Analog Of Ewingite, Earth’s Most Complex Mineral, Synthesized

By Michael Horton •  Updated: 11/22/22 •  3 min read

The most structurally complex mineral on Earth, ewingite, has been successfully synthesized in a lab by a group of researchers led by crystallographers from St. Petersburg University.

Ewingite is a mineral discovered in the abandoned Plavno uranium mine in Jáchymov, the Czech Republic, in the mid-2010s. It is the most complicated mineral known to exist on the planet.

Also, the mineral is thought to be very rare because it can only form in very specific thermodynamic conditions.

Ewingite Nanoclusters Of Uranium And Carbonate

synthetic ewingite comparison

Arrangement of supertetrahedral nanoclusters in the structures of Synthetic Ewingite (a) and ewingite (b), which is similar to the body-centered cubic (α-Fe type) packing (c). Interstitial ions and molecules are omitted for clarity; central nanocluster in the body-centered cubic packing is green-colored. Legend: U-centered polyhedra = yellow; red = O atoms; grey = C atoms. Credit: Materials (2022). DOI: 10.3390/ma15196643

Researchers used a combination of low-temperature hydrothermal synthesis and evaporation at room temperature to make a copy of natural ewingite with the same chemical make-up and crystal structure.

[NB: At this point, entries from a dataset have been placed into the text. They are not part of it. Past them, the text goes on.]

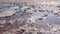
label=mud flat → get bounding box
[0,2,60,34]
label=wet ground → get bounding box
[0,3,60,34]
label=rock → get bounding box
[0,11,16,17]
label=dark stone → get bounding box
[37,32,42,34]
[38,18,43,20]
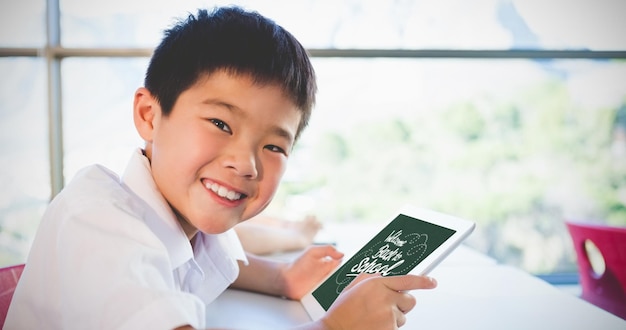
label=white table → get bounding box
[207,223,626,330]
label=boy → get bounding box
[6,7,435,329]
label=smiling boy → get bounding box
[5,7,435,329]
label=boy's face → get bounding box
[134,71,301,237]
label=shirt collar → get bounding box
[122,148,248,269]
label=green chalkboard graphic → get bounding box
[313,214,455,310]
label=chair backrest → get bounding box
[566,221,626,319]
[0,264,24,329]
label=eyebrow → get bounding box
[202,99,294,143]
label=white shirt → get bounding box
[5,150,247,330]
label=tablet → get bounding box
[301,206,475,320]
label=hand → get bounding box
[281,245,343,300]
[321,274,437,330]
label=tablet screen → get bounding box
[312,214,456,310]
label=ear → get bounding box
[133,87,161,143]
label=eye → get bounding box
[265,144,287,156]
[209,118,233,133]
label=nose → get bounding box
[224,147,259,179]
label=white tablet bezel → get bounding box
[301,205,476,320]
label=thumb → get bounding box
[383,274,437,291]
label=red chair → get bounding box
[0,264,24,329]
[566,221,626,319]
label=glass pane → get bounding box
[61,0,626,50]
[272,59,626,273]
[0,58,50,266]
[0,0,46,47]
[61,58,148,182]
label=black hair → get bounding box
[144,6,317,138]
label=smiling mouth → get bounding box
[204,181,246,201]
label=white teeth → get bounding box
[206,183,241,201]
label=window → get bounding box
[0,0,626,274]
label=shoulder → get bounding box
[42,165,159,245]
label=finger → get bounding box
[384,275,437,291]
[396,293,417,314]
[344,273,382,290]
[393,308,406,328]
[310,245,343,259]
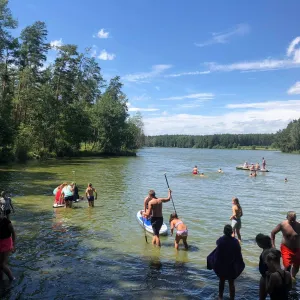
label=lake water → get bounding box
[0,148,300,299]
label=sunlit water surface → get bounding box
[0,148,300,299]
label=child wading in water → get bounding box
[0,201,16,280]
[169,213,189,250]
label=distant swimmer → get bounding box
[169,213,189,250]
[262,157,266,170]
[143,189,172,247]
[271,211,300,280]
[85,183,97,207]
[193,166,199,175]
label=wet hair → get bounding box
[169,213,178,223]
[255,233,272,249]
[286,210,297,220]
[223,224,233,236]
[265,248,281,263]
[148,190,155,197]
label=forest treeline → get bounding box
[0,0,143,161]
[145,119,300,152]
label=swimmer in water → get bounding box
[193,166,199,175]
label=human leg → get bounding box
[219,278,225,300]
[0,251,14,280]
[228,279,235,300]
[259,276,267,300]
[182,236,189,250]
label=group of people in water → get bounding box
[142,184,300,300]
[53,182,97,208]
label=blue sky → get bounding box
[9,0,300,135]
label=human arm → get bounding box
[170,221,174,235]
[271,223,281,248]
[8,223,16,252]
[157,189,172,202]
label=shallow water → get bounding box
[0,148,300,299]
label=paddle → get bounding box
[165,173,177,215]
[142,215,148,244]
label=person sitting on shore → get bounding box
[193,166,199,175]
[255,233,272,300]
[169,213,189,250]
[265,248,292,300]
[207,224,245,300]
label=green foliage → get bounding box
[145,134,276,149]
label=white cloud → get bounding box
[160,93,215,101]
[122,65,172,82]
[128,107,159,112]
[98,49,116,60]
[165,71,210,77]
[287,81,300,95]
[207,37,300,72]
[50,39,63,49]
[94,28,109,39]
[195,24,250,47]
[144,100,300,135]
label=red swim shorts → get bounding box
[0,237,13,252]
[280,244,300,268]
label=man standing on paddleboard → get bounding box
[143,189,172,247]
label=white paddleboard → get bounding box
[136,210,168,235]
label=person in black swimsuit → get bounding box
[265,248,292,300]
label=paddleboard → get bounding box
[53,203,65,208]
[136,210,168,235]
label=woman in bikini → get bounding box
[230,197,243,242]
[169,213,189,250]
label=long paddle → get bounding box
[142,215,148,244]
[165,173,177,215]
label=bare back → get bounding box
[148,198,162,218]
[279,220,300,249]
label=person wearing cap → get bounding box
[85,183,97,207]
[1,191,15,219]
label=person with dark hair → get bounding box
[169,213,189,250]
[143,189,172,247]
[229,197,243,242]
[207,224,245,299]
[265,248,292,300]
[271,211,300,280]
[85,183,97,207]
[193,166,199,175]
[1,191,15,219]
[0,206,16,280]
[255,233,272,300]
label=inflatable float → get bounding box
[136,210,168,235]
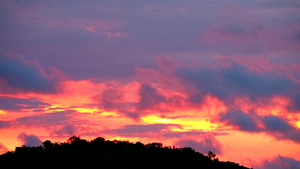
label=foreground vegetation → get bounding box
[0,136,252,169]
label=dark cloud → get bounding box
[262,115,300,143]
[54,125,76,136]
[219,111,258,132]
[108,124,181,137]
[253,155,300,169]
[18,133,42,147]
[176,134,222,155]
[94,89,123,110]
[0,96,50,110]
[0,55,57,93]
[137,84,165,110]
[180,64,300,106]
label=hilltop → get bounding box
[0,136,249,169]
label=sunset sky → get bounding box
[0,0,300,169]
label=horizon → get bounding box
[0,0,300,169]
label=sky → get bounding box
[0,0,300,169]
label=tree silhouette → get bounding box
[207,151,216,160]
[0,136,252,169]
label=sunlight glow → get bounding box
[0,110,6,114]
[73,108,99,113]
[142,116,217,131]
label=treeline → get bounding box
[0,136,253,169]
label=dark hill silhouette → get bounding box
[0,136,253,169]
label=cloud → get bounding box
[0,96,50,110]
[253,155,300,169]
[0,120,11,129]
[113,124,180,135]
[219,111,258,132]
[137,84,165,110]
[0,143,8,155]
[54,125,76,136]
[262,116,293,132]
[176,133,222,155]
[18,133,42,147]
[262,115,300,143]
[0,55,57,93]
[11,110,74,127]
[180,63,300,108]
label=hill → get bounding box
[0,136,249,169]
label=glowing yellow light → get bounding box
[296,121,300,128]
[142,116,217,131]
[73,108,99,113]
[101,111,118,117]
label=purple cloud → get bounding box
[254,155,300,169]
[113,124,179,134]
[219,111,258,132]
[0,55,57,93]
[18,133,42,147]
[137,84,165,110]
[0,97,50,110]
[54,125,76,136]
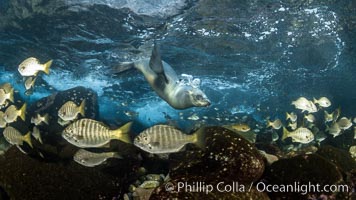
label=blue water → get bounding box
[0,0,356,129]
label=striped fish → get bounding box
[0,88,14,105]
[73,149,122,167]
[58,99,85,121]
[4,103,26,124]
[134,125,205,154]
[62,119,132,148]
[3,126,33,147]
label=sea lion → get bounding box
[116,44,210,109]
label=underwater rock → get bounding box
[0,146,132,199]
[170,127,265,184]
[150,174,270,200]
[264,154,349,200]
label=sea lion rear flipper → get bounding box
[149,43,168,83]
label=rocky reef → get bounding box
[150,127,269,199]
[0,147,137,199]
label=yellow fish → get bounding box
[267,119,282,130]
[231,124,251,132]
[58,99,85,121]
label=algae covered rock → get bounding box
[151,127,269,200]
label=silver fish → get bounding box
[282,127,314,144]
[73,149,122,167]
[304,114,315,123]
[267,119,283,130]
[4,103,26,124]
[292,97,318,113]
[25,76,37,90]
[313,97,331,108]
[286,112,298,122]
[3,126,33,147]
[333,107,341,122]
[337,117,352,130]
[326,122,342,137]
[134,125,205,154]
[18,57,52,76]
[272,131,279,142]
[315,131,327,143]
[31,113,49,126]
[349,145,356,159]
[324,110,334,123]
[62,119,132,148]
[58,99,85,121]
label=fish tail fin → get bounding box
[24,132,33,148]
[43,60,53,74]
[111,62,135,74]
[194,127,206,149]
[20,103,27,121]
[9,88,14,103]
[79,99,85,117]
[114,122,133,144]
[43,113,49,125]
[282,127,289,140]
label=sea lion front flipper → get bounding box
[149,43,168,83]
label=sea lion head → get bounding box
[188,88,211,107]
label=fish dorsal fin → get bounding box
[149,43,168,83]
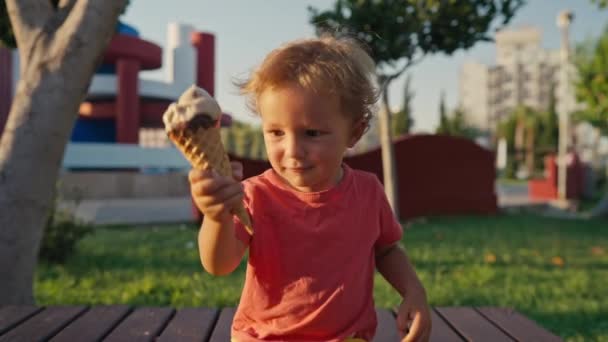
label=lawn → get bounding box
[35,215,608,341]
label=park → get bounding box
[0,0,608,341]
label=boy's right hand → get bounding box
[188,162,243,222]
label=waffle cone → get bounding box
[169,127,253,235]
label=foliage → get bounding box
[35,215,608,341]
[309,0,525,70]
[222,120,266,159]
[39,194,93,264]
[391,77,414,137]
[537,83,559,154]
[436,101,482,139]
[308,0,525,206]
[575,27,608,134]
[497,105,559,177]
[0,0,130,48]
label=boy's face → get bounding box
[258,86,358,192]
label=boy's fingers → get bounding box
[403,313,423,342]
[230,161,243,180]
[188,169,213,183]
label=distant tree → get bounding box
[574,23,608,216]
[0,0,130,48]
[0,0,125,305]
[249,127,266,159]
[435,90,450,134]
[309,0,525,214]
[537,83,559,154]
[392,76,414,137]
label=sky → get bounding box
[121,0,608,132]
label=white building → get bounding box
[460,27,572,131]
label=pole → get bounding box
[557,10,574,201]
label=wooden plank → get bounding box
[209,308,236,342]
[477,307,562,342]
[373,309,400,342]
[0,306,86,341]
[156,308,220,342]
[104,307,174,342]
[429,310,464,342]
[437,307,512,342]
[0,305,42,335]
[51,305,131,342]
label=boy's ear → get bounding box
[348,119,368,148]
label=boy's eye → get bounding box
[306,129,321,137]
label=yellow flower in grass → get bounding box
[551,256,565,267]
[591,246,605,256]
[483,252,496,264]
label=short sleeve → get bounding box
[376,181,403,247]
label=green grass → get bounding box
[35,215,608,341]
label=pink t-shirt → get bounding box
[232,165,402,342]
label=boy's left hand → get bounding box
[397,286,431,342]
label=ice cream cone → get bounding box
[163,86,253,235]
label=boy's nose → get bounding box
[285,136,304,158]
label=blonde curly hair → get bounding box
[236,35,378,124]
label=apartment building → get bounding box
[459,27,573,132]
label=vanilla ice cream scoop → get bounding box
[163,85,222,132]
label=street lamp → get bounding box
[557,10,574,201]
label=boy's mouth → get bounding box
[285,166,312,173]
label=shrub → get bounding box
[39,188,93,264]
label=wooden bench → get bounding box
[0,305,561,342]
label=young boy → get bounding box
[189,37,431,342]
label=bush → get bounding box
[39,191,93,264]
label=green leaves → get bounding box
[309,0,525,67]
[574,27,608,131]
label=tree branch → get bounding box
[6,0,54,50]
[57,0,76,9]
[53,0,126,51]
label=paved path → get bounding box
[60,197,192,225]
[60,184,543,225]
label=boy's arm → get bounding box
[376,243,424,298]
[198,215,247,276]
[376,243,431,341]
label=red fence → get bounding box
[231,135,497,219]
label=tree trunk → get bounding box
[0,0,124,305]
[590,165,608,217]
[378,82,399,219]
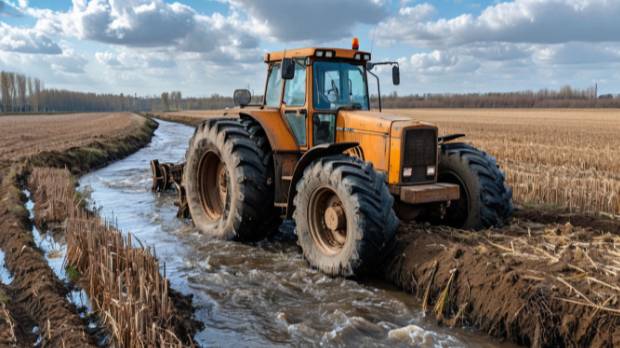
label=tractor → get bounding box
[155,39,513,276]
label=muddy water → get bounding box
[80,121,508,347]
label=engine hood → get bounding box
[337,110,432,137]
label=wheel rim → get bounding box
[198,151,230,220]
[439,171,469,227]
[307,187,347,255]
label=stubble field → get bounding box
[0,113,145,161]
[388,109,620,215]
[161,109,620,216]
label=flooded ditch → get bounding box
[76,121,506,347]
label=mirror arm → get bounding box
[368,70,381,112]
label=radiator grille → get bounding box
[401,128,437,184]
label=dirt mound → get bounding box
[0,166,93,347]
[387,224,620,347]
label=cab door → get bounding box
[280,59,310,151]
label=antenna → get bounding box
[370,24,377,57]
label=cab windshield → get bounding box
[313,61,368,110]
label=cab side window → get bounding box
[284,60,306,106]
[265,64,282,107]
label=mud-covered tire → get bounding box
[241,117,282,231]
[293,155,399,276]
[183,118,273,240]
[439,143,513,230]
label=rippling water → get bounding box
[80,121,506,347]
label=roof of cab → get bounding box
[265,47,369,63]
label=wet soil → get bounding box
[515,208,620,234]
[80,121,510,347]
[0,284,36,347]
[0,170,93,347]
[0,113,167,347]
[386,224,620,347]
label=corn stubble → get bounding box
[387,109,620,215]
[30,168,191,347]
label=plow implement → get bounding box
[151,159,190,219]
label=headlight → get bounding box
[426,166,435,176]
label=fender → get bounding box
[286,142,359,219]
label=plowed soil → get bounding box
[0,113,166,347]
[0,113,145,162]
[386,222,620,347]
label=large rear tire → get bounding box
[183,118,273,240]
[439,143,513,230]
[293,155,399,276]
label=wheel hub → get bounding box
[325,206,345,231]
[198,151,229,220]
[307,187,347,255]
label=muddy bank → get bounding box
[386,223,620,347]
[145,109,223,127]
[0,167,94,347]
[0,284,36,347]
[27,118,158,175]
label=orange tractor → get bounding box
[151,40,512,276]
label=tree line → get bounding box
[0,71,620,113]
[371,86,620,108]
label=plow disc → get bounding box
[151,159,190,219]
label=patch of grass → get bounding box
[65,265,82,284]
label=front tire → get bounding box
[439,143,513,230]
[293,155,399,276]
[183,118,273,240]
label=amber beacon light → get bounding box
[351,37,360,50]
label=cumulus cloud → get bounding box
[28,0,259,59]
[95,49,176,72]
[376,0,620,47]
[405,50,480,75]
[0,22,62,54]
[46,48,88,74]
[229,0,387,41]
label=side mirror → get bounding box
[233,89,252,107]
[392,65,400,86]
[282,58,295,80]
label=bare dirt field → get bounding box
[0,113,193,347]
[0,113,145,161]
[161,109,620,215]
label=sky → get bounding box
[0,0,620,97]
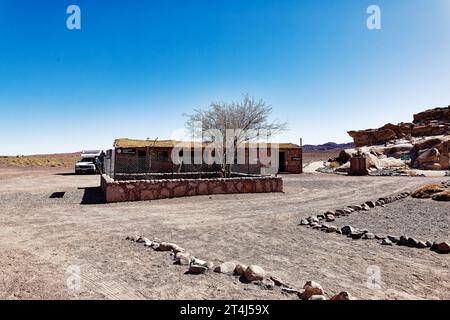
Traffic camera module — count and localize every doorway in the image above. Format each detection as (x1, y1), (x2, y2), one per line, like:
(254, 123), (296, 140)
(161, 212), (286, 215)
(278, 152), (286, 172)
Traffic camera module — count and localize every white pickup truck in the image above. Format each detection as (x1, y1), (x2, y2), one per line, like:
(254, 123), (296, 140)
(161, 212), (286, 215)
(75, 150), (102, 174)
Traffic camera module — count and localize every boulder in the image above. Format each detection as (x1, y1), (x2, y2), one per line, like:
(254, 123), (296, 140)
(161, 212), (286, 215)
(431, 190), (450, 201)
(408, 238), (419, 248)
(298, 281), (324, 300)
(326, 226), (338, 233)
(330, 291), (350, 301)
(244, 264), (266, 282)
(413, 148), (440, 170)
(234, 263), (247, 276)
(300, 219), (309, 226)
(435, 242), (450, 254)
(365, 201), (375, 208)
(387, 236), (400, 243)
(411, 183), (445, 199)
(214, 261), (236, 274)
(362, 232), (375, 240)
(341, 226), (356, 236)
(270, 276), (290, 287)
(253, 278), (275, 290)
(174, 252), (192, 266)
(397, 236), (409, 246)
(189, 262), (208, 274)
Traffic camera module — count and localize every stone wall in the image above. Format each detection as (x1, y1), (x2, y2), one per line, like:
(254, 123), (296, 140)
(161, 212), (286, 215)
(113, 172), (259, 181)
(101, 175), (283, 202)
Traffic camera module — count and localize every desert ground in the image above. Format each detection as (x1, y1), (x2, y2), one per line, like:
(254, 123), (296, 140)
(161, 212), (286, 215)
(0, 167), (450, 299)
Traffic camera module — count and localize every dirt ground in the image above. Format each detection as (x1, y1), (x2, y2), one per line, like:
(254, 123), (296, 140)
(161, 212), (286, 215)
(0, 168), (450, 299)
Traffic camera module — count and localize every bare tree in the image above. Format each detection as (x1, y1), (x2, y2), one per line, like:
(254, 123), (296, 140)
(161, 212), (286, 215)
(185, 94), (287, 177)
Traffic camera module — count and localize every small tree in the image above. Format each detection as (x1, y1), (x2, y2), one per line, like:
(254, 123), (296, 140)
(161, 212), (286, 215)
(185, 94), (287, 177)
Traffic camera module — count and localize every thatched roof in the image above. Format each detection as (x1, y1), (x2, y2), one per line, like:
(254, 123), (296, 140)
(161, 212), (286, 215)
(113, 138), (300, 149)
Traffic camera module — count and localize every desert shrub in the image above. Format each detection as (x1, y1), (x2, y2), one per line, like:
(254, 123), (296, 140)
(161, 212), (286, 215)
(411, 183), (445, 199)
(432, 190), (450, 201)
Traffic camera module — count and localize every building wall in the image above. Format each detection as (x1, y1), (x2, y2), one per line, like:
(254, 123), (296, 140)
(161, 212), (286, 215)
(114, 148), (303, 174)
(101, 174), (283, 203)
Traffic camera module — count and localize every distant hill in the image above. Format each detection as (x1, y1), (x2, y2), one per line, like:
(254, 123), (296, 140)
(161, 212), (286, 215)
(303, 142), (355, 151)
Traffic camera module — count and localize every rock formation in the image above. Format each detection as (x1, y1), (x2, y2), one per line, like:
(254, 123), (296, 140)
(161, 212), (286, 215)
(337, 106), (450, 170)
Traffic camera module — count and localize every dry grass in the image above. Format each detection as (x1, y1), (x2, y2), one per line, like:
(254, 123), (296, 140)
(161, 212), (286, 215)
(0, 153), (80, 168)
(411, 183), (445, 199)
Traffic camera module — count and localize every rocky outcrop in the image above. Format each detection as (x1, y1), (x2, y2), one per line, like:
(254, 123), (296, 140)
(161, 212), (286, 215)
(337, 106), (450, 170)
(348, 106), (450, 147)
(414, 106), (450, 124)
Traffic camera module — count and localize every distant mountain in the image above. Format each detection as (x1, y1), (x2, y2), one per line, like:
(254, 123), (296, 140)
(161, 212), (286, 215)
(303, 142), (355, 151)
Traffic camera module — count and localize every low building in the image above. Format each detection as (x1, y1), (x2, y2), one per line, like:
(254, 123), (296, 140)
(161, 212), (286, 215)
(107, 139), (302, 174)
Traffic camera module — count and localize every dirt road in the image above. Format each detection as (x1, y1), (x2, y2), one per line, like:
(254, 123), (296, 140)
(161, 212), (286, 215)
(0, 168), (450, 299)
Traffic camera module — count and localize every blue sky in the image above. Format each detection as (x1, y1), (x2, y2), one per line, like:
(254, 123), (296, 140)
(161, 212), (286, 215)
(0, 0), (450, 154)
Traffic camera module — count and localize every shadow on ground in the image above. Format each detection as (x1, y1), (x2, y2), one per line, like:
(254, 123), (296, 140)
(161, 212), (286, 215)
(78, 187), (105, 204)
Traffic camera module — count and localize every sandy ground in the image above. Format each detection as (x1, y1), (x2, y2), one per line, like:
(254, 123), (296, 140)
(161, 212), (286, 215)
(0, 169), (450, 299)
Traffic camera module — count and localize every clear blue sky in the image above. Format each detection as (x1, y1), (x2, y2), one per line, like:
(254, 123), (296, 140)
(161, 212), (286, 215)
(0, 0), (450, 154)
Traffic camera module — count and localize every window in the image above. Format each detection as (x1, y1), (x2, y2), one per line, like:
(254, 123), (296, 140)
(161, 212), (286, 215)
(158, 151), (169, 161)
(138, 150), (146, 158)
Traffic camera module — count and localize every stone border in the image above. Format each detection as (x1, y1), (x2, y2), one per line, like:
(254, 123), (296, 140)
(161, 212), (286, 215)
(100, 174), (283, 203)
(125, 236), (350, 300)
(300, 182), (450, 254)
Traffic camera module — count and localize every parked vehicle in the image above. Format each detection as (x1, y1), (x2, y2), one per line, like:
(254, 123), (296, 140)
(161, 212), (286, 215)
(75, 150), (104, 174)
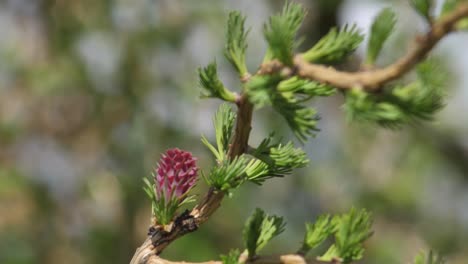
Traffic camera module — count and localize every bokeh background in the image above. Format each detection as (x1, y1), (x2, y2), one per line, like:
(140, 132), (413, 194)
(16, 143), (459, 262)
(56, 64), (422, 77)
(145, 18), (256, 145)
(0, 0), (468, 264)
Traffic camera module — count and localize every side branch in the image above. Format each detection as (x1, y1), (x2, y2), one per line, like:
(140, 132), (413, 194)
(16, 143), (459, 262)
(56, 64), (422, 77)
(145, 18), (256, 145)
(132, 254), (324, 264)
(259, 4), (468, 91)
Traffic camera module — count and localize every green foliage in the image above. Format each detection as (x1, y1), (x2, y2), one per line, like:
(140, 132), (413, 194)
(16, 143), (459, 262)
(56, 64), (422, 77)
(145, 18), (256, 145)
(263, 2), (305, 65)
(411, 0), (432, 21)
(245, 159), (272, 185)
(224, 11), (249, 77)
(202, 104), (236, 162)
(414, 251), (445, 264)
(318, 208), (372, 263)
(366, 8), (396, 65)
(246, 75), (322, 142)
(278, 76), (336, 98)
(302, 25), (364, 63)
(344, 60), (447, 128)
(243, 208), (285, 258)
(245, 75), (281, 108)
(220, 249), (241, 264)
(273, 94), (319, 142)
(198, 61), (236, 102)
(300, 215), (335, 255)
(441, 0), (468, 30)
(203, 155), (248, 192)
(269, 142), (309, 174)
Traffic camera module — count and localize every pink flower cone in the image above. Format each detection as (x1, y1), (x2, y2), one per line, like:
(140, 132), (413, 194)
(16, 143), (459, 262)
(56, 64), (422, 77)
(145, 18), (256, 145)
(154, 148), (198, 201)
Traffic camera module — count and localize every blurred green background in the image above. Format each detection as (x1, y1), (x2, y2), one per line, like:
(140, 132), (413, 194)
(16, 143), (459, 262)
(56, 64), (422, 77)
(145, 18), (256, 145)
(0, 0), (468, 264)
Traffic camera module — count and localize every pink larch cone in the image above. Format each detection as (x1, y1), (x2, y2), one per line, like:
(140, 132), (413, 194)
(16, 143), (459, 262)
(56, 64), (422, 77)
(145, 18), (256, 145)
(155, 148), (198, 201)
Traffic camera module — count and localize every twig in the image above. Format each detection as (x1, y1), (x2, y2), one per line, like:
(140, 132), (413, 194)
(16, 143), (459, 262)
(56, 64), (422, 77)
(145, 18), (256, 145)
(259, 4), (468, 91)
(133, 254), (325, 264)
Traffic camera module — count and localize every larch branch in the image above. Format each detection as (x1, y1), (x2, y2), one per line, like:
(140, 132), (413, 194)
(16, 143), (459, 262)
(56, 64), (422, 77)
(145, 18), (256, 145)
(259, 4), (468, 91)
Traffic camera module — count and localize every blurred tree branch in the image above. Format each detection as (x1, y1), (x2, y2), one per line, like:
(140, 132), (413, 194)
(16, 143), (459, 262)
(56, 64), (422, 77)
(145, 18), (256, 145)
(259, 4), (468, 91)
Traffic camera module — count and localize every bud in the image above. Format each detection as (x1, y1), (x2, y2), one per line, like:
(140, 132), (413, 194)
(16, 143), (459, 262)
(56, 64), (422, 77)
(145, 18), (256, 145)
(154, 148), (198, 202)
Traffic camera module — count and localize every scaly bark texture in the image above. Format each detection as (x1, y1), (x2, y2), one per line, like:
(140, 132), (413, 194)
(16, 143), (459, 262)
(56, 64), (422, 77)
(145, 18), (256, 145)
(131, 3), (468, 264)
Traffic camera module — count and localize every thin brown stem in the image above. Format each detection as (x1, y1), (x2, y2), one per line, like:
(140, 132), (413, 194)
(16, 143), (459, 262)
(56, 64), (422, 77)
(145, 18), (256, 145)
(260, 4), (468, 91)
(131, 254), (325, 264)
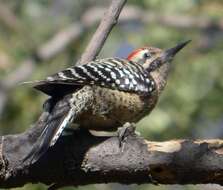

According to the researchers, the stability of the discovered mineral is slightly higher than that of the synthetic compound, visual observations and experimental studies show. On the other hand, the synthetic phase can be thought of as a primary, metastable reaction product that re-crystallizes into a more stable form when exposed to the environment.

The crystal structure of ewingite is unique in that it is made up of nanoclusters of uranium atoms and carbonate groups, says principal investigator Vladislav Gurzhiy. He is an Associate Professor in the Department of Crystallography at St Petersburg University.

Practical As Well As Scientific Interest

Before the mineral was found, such structural complexes had never been seen in nature or in man-made compounds. As a result, scientists at St Petersburg University wanted to recreate this one-of-a-kind natural creation in the laboratory.

“Our team has quite a lot of experience in obtaining mineral analogs in the laboratory and synthesizing new compounds with mineral-like structures. However, even with this experience, we worked on the experiment for almost a year and a half. This is how long it took to establish a synthesis protocol to produce large enough crystals to make it possible to obtain a reliable structural model,”

Gurzhiy said.

The composition of the laboratory-created compound differs slightly from that of its natural counterpart.

In the mineral’s structure, the uranyl carbonate clusters are held together by magnesium and calcium atoms, whereas the synthetic compound only contains calcium. However, this has no effect on the crystal structure’s nanocluster packing principle.

This study is not only of fundamental scientific interest, but it is also quite practical because even in depleted deposits like the Plavno mine, a significant amount of uranium remains in scattered form. Understanding the mechanism of secondary mineral formation (recrystallization), which results in the formation of ewingite, will allow control of uranium removal processes into the environment.

“Or, on the contrary, this will make it possible to create conditions under which, if necessary, it will be possible to convert uranium into a dissolved form so that it becomes less dangerous to humans,”

added Vladislav Gurzhiy.

Reference: Tyumentseva OS, Kornyakov IV, Kasatkin AV, Plášil J, Krzhizhanovskaya MG, Krivovichev SV, Burns PC, Gurzhiy VV. One of Nature’s Puzzles Is Assembled: Analog of the Earth’s Most Complex Mineral, Ewingite, Synthesized in a Laboratory. Materials. 2022; 15(19):6643.